Desde una perspectiva crítica, el endurecimiento migratorio en Estados Unidos no puede entenderse únicamente como una respuesta pragmática a desafíos reales en materia de seguridad o economía. Más bien, es una estrategia política que recurre a la lógica inmunitaria para fortalecer un cuerpo político nacional que se define no solo por su inclusión, sino también por la exclusión y vulneración de derechos del otro. La protección del Estado y la soberanía se traduce así en la suspensión de la protección y la soberanía del migrante, que es convertido en una amenaza a neutralizar, muchas veces por vías extralegales o excepcionales.
Estas políticas migratorias no erosionan las bases de la democracia liberal: simplemente revelan su verdadero funcionamiento. El principio de igualdad ante la ley siempre ha sido, en el caso estadounidense, una ficción jurídica que oculta una realidad de exclusión racial sistémica. Lo que hoy vemos con la criminalización de migrantes no es una anomalía democrática, sino la continuación lógica de un sistema político fundado en la distinción entre ciudadanos de primera y segunda categoría.

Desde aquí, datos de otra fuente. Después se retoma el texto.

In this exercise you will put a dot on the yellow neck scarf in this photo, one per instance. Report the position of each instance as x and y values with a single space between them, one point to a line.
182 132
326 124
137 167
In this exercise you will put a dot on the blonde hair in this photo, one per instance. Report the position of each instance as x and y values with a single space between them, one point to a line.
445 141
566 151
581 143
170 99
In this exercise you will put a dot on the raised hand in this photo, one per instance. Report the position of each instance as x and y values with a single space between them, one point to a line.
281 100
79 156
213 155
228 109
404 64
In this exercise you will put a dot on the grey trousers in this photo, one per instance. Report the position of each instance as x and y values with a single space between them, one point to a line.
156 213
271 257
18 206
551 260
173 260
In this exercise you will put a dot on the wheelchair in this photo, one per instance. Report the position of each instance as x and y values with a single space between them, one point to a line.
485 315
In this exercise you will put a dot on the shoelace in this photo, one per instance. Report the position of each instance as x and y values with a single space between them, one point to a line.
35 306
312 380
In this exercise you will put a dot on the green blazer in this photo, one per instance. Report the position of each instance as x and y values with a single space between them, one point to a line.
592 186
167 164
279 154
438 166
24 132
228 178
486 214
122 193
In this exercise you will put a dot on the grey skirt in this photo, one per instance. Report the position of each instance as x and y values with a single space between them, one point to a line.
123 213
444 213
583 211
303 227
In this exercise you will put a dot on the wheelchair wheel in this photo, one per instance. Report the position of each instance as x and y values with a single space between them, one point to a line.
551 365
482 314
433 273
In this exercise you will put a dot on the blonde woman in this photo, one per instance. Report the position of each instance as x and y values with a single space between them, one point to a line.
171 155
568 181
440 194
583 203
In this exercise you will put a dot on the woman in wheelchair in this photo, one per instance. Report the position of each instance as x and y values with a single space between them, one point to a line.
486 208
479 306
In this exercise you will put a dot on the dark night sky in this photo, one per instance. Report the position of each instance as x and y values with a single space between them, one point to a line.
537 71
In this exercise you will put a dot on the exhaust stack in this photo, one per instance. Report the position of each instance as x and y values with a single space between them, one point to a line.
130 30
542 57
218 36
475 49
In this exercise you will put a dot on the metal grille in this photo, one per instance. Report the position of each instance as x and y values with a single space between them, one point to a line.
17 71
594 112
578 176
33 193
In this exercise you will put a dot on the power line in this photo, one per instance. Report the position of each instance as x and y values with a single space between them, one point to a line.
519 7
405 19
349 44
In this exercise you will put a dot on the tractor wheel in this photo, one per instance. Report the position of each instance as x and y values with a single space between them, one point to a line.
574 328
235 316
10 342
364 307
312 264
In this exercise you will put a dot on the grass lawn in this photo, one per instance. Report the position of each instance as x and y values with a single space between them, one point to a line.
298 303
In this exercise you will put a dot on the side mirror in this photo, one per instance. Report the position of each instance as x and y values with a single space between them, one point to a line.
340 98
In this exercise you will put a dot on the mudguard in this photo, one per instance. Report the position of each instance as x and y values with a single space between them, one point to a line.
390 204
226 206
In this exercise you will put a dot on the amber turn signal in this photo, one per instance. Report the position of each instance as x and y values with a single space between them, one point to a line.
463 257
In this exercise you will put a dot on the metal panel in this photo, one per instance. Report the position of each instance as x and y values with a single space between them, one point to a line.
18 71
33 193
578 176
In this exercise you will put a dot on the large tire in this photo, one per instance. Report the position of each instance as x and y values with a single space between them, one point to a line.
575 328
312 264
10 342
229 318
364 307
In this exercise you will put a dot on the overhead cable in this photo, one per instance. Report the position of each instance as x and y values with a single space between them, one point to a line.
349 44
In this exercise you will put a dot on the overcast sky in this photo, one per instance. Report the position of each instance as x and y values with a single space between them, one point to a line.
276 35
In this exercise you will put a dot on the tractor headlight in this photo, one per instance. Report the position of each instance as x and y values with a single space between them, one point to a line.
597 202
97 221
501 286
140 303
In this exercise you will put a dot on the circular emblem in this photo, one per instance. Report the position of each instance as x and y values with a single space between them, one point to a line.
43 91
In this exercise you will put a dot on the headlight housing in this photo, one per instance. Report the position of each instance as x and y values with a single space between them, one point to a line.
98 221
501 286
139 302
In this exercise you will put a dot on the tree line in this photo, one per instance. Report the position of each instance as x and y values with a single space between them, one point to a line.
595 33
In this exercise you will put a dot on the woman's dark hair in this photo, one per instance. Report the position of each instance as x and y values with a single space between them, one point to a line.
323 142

La militarización de la frontera y las deportaciones masivas exponen la contradicción originaria de Estados Unidos: un país que construyó su prosperidad sobre el genocidio indígena y la esclavitud africana, y que ahora reproduce esos mismos mecanismos de exclusión bajo nuevos eufemismos legales. El "Estado de derecho" se convierte así en un instrumento de dominación cuando las garantías procesales desaparecen ante personas morenas, cuando las redadas ocurren predominantemente en barrios latinos, y cuando las protestas de comunidades migrantes son reprimidas con una violencia que jamás se emplearía en distritos blancos acomodados.
Esta doble moral tiene consecuencias globales. Cada niño enjaulado en la frontera, cada familia separada, cada militar desplegado en barrios hispanos, recuerda al mundo que el discurso estadounidense sobre derechos humanos es pura retórica. La credibilidad internacional de Washington se resquebraja no porque haya abandonado sus valores, sino porque el mundo está viendo con claridad cuáles fueron siempre esos valores: un orden racial disfrazado de democracia, un sistema de privilegios blancos camuflado como igualdad jurídica universal.
La crisis actual no es el resultado de políticas equivocadas, sino el espejo de una nación que nunca ha superado su pecado original.